Deadline: Sept. 1 for Westerns, Sept. 22 for Chicago
Chicago Story Press: Triumphant stories of resilience
For its upcoming “Storytellers’ True Stories of Triumph” anthology, Chicago Story Press is looking for nonfiction submissions “from individuals who have overcome life’s most formidable challenges.” Send previously unpublished personal narratives between 1,000 and 2,000 words. Responses will be sent 30 to 60 days after the final deadline. Payment is $25; $5 submission fee.
Deadline: Sept. 1
Parabola: “Comfort & Joy” submissions
Parabola, “a quarterly journal devoted to the exploration of the quest for meaning as it is expressed in the world’s myths, symbols, and religious traditions,” is calling for submissions for its winter issue, which will have a theme of “Comfort & Joy.” Send “well-researched, objective, and unsentimental” articles or translations (1,000 to 3,000 words) or up to five poems.
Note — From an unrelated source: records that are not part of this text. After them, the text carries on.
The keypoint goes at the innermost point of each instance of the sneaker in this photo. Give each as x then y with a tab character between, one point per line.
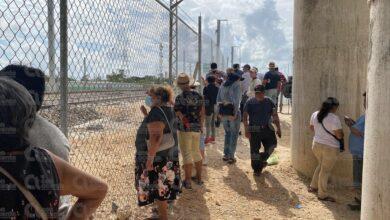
257	173
187	185
232	161
197	181
205	161
354	207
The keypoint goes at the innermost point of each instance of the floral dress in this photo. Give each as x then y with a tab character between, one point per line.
163	183
36	170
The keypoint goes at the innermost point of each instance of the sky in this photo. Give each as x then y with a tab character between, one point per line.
262	28
113	35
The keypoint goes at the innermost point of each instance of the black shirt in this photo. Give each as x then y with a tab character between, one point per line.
260	112
273	78
190	104
35	170
210	93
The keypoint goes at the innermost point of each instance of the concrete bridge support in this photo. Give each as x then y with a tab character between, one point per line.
376	177
330	59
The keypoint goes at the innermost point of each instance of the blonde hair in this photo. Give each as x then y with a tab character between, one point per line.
164	93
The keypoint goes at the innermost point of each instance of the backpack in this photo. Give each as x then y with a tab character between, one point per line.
287	90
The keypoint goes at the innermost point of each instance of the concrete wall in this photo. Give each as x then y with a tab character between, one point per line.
330	59
376	174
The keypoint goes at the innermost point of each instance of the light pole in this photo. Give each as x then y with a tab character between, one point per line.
219	40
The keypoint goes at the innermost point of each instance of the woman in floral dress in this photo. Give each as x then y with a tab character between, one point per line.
157	174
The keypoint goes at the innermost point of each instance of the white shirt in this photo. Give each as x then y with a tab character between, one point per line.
46	135
252	85
246	82
331	123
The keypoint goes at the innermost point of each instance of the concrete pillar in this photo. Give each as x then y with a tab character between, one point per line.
330	59
376	174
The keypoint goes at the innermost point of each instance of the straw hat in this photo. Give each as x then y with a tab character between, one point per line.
272	65
183	79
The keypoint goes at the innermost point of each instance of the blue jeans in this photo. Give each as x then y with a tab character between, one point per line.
232	129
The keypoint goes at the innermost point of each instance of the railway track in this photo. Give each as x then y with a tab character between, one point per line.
93	97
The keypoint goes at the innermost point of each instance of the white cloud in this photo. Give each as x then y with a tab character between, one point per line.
248	29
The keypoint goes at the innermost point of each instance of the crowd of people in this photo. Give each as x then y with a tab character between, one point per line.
184	125
35	175
34	149
328	143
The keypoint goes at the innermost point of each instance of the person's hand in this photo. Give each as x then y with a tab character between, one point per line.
232	118
248	135
149	164
279	133
349	122
144	110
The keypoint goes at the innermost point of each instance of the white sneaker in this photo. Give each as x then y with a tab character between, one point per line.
205	161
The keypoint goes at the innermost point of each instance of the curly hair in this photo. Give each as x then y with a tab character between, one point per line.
164	93
326	107
17	114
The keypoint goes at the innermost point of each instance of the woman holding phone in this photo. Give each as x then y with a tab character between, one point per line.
326	145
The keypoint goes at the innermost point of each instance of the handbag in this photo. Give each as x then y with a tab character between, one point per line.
341	141
27	194
168	141
226	109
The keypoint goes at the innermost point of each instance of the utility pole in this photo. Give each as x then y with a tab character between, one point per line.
200	52
161	67
51	49
212	51
219	40
173	39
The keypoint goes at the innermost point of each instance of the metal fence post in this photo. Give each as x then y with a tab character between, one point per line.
51	48
64	66
200	52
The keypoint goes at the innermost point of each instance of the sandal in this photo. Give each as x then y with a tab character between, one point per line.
232	161
328	199
187	185
197	181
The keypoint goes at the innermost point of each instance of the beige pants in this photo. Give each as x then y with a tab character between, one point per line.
327	157
189	147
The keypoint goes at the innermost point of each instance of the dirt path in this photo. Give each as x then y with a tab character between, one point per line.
232	192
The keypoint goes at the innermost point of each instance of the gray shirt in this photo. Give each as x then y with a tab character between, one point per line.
44	134
230	94
260	112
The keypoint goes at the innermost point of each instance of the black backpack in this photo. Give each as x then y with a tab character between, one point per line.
287	90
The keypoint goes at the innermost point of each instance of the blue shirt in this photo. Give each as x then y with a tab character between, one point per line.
356	144
260	112
230	94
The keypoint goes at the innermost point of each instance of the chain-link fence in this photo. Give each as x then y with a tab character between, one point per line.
116	49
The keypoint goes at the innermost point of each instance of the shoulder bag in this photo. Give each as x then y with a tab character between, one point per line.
28	195
168	141
341	141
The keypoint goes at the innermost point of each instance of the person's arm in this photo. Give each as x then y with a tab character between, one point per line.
265	80
237	97
356	132
89	190
246	125
276	121
156	133
311	126
338	129
339	134
144	111
202	115
177	109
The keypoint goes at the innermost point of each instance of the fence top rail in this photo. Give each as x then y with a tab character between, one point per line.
179	18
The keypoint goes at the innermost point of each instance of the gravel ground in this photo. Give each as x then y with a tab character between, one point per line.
230	191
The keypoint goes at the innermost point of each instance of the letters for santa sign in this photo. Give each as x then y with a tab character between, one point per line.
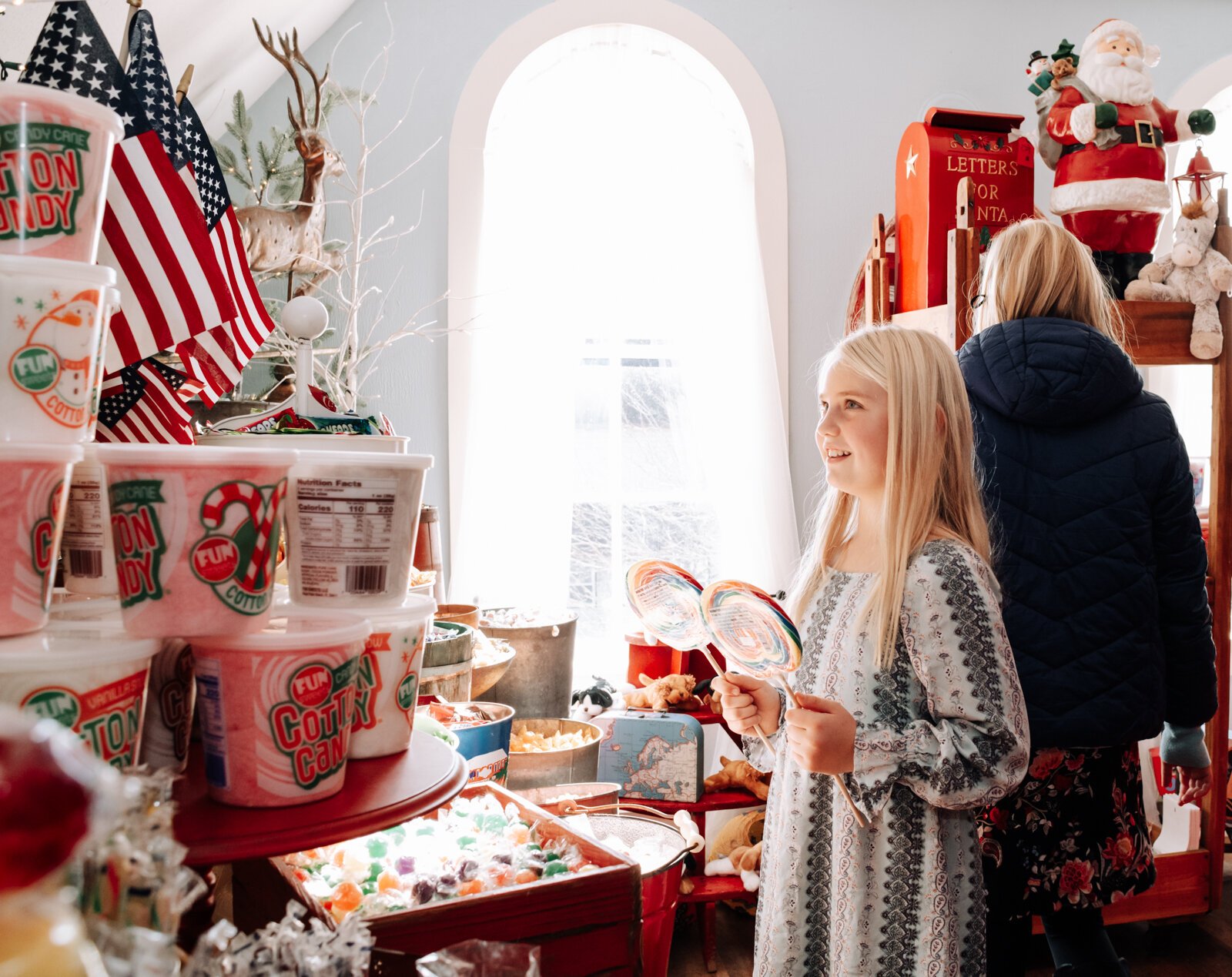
933	157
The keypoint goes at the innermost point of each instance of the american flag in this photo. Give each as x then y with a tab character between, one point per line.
172	286
217	356
147	402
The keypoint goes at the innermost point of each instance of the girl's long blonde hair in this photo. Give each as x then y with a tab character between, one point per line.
930	478
1036	268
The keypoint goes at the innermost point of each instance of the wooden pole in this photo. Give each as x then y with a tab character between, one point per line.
1219	550
876	280
133	6
182	90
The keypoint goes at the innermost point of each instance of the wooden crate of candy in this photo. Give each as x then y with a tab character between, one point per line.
581	902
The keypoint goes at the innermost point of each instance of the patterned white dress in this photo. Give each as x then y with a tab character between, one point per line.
944	732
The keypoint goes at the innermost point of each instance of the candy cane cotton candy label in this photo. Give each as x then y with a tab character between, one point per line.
236	556
195	533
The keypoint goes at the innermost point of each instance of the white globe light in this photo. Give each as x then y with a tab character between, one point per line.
305	318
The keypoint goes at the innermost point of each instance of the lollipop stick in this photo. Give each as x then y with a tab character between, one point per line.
795	704
714	664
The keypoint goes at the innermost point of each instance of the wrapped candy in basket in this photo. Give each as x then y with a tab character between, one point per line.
490	865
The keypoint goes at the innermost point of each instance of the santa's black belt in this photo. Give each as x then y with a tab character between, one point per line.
1141	133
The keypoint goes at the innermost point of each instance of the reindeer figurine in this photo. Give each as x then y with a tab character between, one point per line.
1193	273
291	240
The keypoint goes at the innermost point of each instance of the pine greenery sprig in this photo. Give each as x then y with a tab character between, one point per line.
264	170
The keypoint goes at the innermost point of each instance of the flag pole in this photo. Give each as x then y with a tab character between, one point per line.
133	6
182	90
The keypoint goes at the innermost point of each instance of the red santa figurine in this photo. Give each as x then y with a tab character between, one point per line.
1110	188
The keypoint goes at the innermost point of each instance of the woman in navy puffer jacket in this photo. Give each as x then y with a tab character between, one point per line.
1102	560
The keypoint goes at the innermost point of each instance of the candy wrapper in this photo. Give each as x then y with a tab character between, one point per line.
136	875
474	847
482	959
289	946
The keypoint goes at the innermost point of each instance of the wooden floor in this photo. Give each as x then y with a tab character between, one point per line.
1176	950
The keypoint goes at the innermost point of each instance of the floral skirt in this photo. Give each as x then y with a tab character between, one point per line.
1073	835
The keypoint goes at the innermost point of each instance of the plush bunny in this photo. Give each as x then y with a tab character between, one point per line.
1193	273
593	700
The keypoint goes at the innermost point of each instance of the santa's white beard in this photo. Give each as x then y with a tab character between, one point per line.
1113	82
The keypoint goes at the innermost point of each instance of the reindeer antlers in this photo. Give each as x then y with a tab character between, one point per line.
289	59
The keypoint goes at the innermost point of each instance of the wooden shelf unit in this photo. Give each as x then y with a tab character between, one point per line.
1192	882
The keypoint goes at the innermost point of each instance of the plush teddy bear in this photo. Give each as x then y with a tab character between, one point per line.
739	774
661	694
737	850
1193	273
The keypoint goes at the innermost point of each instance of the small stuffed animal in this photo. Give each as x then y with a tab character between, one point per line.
1193	273
742	862
737	850
662	694
593	700
739	774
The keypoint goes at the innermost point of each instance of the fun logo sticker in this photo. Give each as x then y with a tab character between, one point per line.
40	179
408	693
139	540
106	718
55	366
237	554
311	726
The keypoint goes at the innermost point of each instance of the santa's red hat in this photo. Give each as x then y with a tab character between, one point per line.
1114	28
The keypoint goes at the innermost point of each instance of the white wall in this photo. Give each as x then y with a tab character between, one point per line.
845	79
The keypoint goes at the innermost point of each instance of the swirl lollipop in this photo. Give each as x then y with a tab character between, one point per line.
755	632
667	599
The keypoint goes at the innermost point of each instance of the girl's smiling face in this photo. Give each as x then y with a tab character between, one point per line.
853	434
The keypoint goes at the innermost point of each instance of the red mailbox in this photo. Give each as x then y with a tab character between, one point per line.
933	157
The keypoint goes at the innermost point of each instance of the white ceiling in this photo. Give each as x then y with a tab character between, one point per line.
215	36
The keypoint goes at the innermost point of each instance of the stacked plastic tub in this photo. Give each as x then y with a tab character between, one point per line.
350	524
170	551
55	308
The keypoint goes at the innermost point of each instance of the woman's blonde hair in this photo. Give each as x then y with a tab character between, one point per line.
1036	268
930	478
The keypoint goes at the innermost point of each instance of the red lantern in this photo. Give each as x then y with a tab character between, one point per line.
1201	176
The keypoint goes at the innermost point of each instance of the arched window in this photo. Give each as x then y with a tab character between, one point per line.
618	392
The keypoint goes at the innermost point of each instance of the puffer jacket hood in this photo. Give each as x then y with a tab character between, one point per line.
1096	544
1049	373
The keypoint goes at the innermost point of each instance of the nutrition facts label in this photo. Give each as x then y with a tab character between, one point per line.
84	524
346	534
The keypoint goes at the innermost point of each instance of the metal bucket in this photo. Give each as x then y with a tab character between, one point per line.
661	885
544	769
447	664
540	679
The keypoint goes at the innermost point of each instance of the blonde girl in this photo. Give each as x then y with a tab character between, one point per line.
909	689
1102	558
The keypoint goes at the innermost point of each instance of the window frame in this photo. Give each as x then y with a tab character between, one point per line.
466	178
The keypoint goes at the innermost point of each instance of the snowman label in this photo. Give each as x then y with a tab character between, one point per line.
237	554
55	365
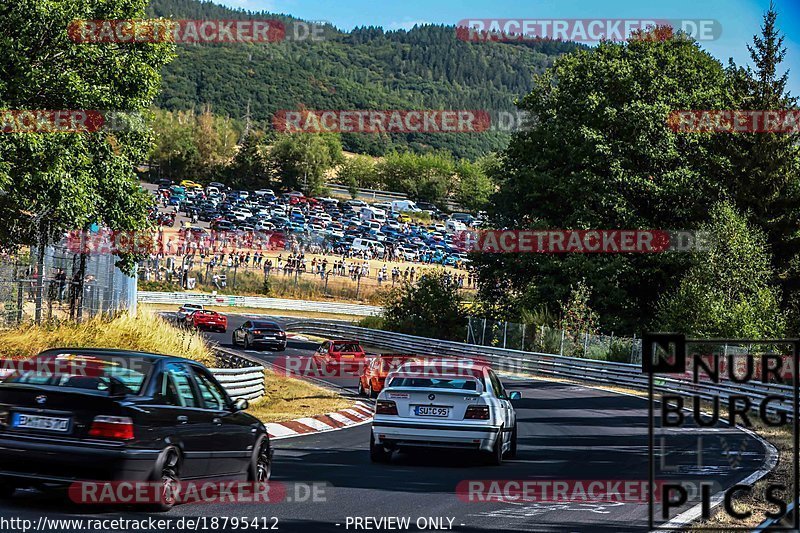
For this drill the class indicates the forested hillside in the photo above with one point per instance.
(368, 68)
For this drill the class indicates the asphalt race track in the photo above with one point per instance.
(566, 432)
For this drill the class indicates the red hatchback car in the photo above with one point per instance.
(373, 378)
(210, 320)
(341, 354)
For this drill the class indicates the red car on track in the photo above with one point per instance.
(340, 354)
(210, 320)
(373, 378)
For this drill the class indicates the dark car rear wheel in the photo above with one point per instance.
(167, 470)
(261, 466)
(377, 452)
(512, 452)
(7, 490)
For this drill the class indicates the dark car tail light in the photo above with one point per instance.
(112, 427)
(477, 412)
(385, 407)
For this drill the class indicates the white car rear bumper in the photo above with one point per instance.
(427, 433)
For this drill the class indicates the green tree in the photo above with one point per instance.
(358, 171)
(430, 307)
(475, 187)
(303, 160)
(175, 152)
(766, 166)
(600, 155)
(429, 177)
(73, 180)
(728, 291)
(250, 166)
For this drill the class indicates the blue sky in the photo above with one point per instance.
(739, 19)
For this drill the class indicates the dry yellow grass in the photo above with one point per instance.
(143, 331)
(229, 310)
(288, 398)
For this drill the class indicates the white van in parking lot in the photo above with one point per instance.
(363, 245)
(373, 213)
(452, 226)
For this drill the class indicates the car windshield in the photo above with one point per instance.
(90, 372)
(456, 383)
(266, 325)
(346, 347)
(391, 363)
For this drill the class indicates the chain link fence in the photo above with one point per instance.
(544, 339)
(58, 285)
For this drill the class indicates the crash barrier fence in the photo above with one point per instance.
(625, 375)
(179, 298)
(240, 377)
(57, 285)
(544, 339)
(371, 194)
(784, 523)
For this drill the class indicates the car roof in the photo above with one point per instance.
(116, 352)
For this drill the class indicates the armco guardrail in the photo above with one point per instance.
(544, 364)
(245, 383)
(180, 298)
(370, 194)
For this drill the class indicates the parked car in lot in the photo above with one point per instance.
(373, 377)
(204, 319)
(186, 310)
(260, 333)
(339, 354)
(444, 403)
(118, 415)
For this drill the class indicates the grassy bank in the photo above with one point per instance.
(286, 398)
(289, 398)
(144, 331)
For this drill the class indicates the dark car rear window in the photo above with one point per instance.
(457, 383)
(346, 347)
(266, 325)
(91, 372)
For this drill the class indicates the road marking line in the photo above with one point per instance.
(278, 430)
(313, 423)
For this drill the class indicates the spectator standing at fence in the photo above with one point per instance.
(61, 278)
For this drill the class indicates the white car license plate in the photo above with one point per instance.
(428, 410)
(48, 423)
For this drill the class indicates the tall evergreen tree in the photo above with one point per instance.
(766, 166)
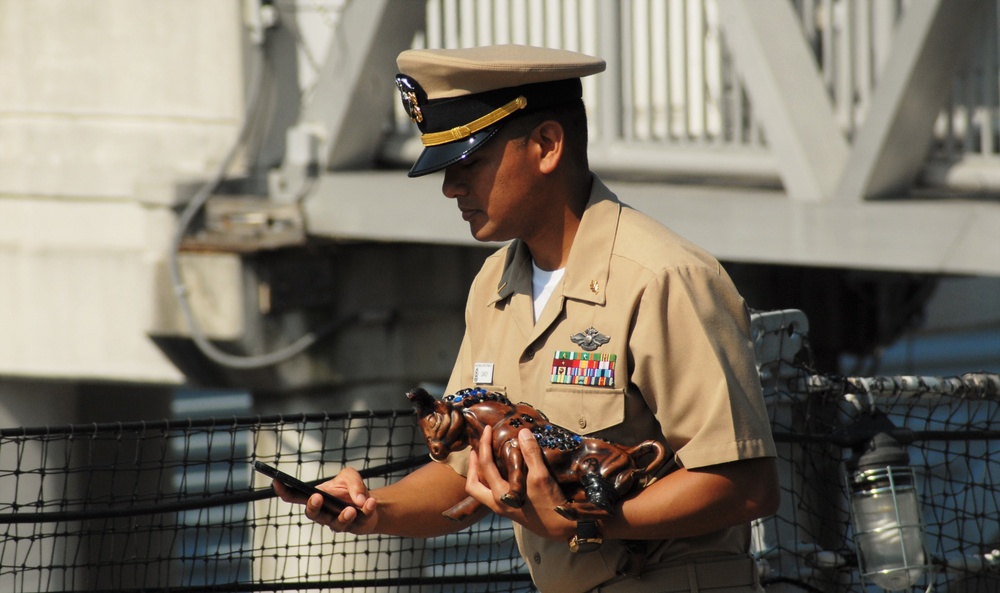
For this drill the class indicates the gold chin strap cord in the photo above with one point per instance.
(460, 132)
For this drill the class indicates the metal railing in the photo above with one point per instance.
(671, 87)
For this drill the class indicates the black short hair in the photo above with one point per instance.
(571, 116)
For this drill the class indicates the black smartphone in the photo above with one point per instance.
(293, 483)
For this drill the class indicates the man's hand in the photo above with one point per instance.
(347, 486)
(543, 495)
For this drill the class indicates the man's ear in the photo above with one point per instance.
(550, 139)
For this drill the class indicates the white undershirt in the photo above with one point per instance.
(542, 285)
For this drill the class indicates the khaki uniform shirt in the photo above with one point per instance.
(678, 365)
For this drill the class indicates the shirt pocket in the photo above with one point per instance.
(583, 410)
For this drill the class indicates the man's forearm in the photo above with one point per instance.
(412, 506)
(689, 503)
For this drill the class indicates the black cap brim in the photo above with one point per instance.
(435, 158)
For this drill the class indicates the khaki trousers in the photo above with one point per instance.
(718, 575)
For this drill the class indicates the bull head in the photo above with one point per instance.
(443, 426)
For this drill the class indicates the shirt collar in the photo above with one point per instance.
(586, 276)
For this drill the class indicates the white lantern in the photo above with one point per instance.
(885, 513)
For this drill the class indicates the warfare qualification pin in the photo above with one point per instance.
(590, 339)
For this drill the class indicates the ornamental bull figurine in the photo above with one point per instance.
(593, 473)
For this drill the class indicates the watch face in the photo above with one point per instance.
(587, 539)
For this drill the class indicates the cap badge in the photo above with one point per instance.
(409, 93)
(590, 339)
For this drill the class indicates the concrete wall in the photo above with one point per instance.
(105, 106)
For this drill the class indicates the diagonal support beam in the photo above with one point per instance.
(788, 95)
(355, 88)
(890, 148)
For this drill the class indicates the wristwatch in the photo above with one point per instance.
(587, 539)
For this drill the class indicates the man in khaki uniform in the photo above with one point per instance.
(599, 316)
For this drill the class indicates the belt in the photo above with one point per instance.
(694, 575)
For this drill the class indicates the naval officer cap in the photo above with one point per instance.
(460, 98)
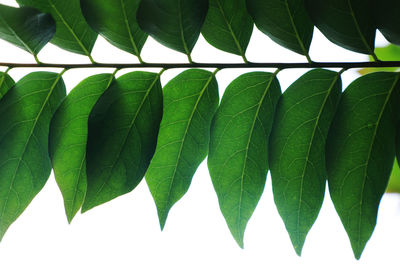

No submission fees.
Deadline: Sept. 1
Honeyguide Magazine: Connections between humans and animals
Send poetry, fiction, and nonfiction about animals and humans to Honeyguide Magazine for consideration in its next issue. “We accept pieces from the perspective of animals that are as present and authoritative as human characters, the reciprocal bond between human and animal that bewildered, challenged and changed the human, and discoveries that reveal how close in space and mind the animal and human kingdoms are,” editors explain. Send one fiction (flash, literary, historical, and young adult genres preferred) or nonfiction piece up to 3,000 words or up to 5 poems (20 lines max per poem). All contributors receive a free digital copy of the issue and 50% off the print issue; contributors chosen to be featured on the website will also receive $25.
Deadline: Sept. 2
Free Verse Revolution: “Compass” poetry & prose
Send compass-themed poems and prose to Free Verse Revolution for consideration in its 11th issue. Submit up to 4 poems not exceeding 40 lines or two pieces of prose up to 2,000 words each. No submission fees, no payments.
Deadline: Sept. 3
Orion’s Beau: “Transformation and the Power of Love” LGBTQ+ SFF
The fall issue of the LGBTQ+ SFF journal Orion’s Beau has a theme of “Transformation and the Power of Love.” Fiction submissions should be 5,000 words or less, although longer works will be considered for serialization. Poets may send up to five poems. There are no entry fees, and contributors will be paid $3 for each accepted work.
Deadline: Sept. 10
Starlite Pulp: Pulp fiction
For its upcoming winter issue, Starlite Pulp seeks pulp fiction in a wide range of sizes, from flash to “20k word beasts.” Any genre related to pulp is fair game, including “crime/noir, sci fi, horror, fantasy, and any genre-mixing that goes on in-between.” Submissions are $3, and payment is $25, a contributor’s copy, and inclusion in a podcast with all the authors in the issue.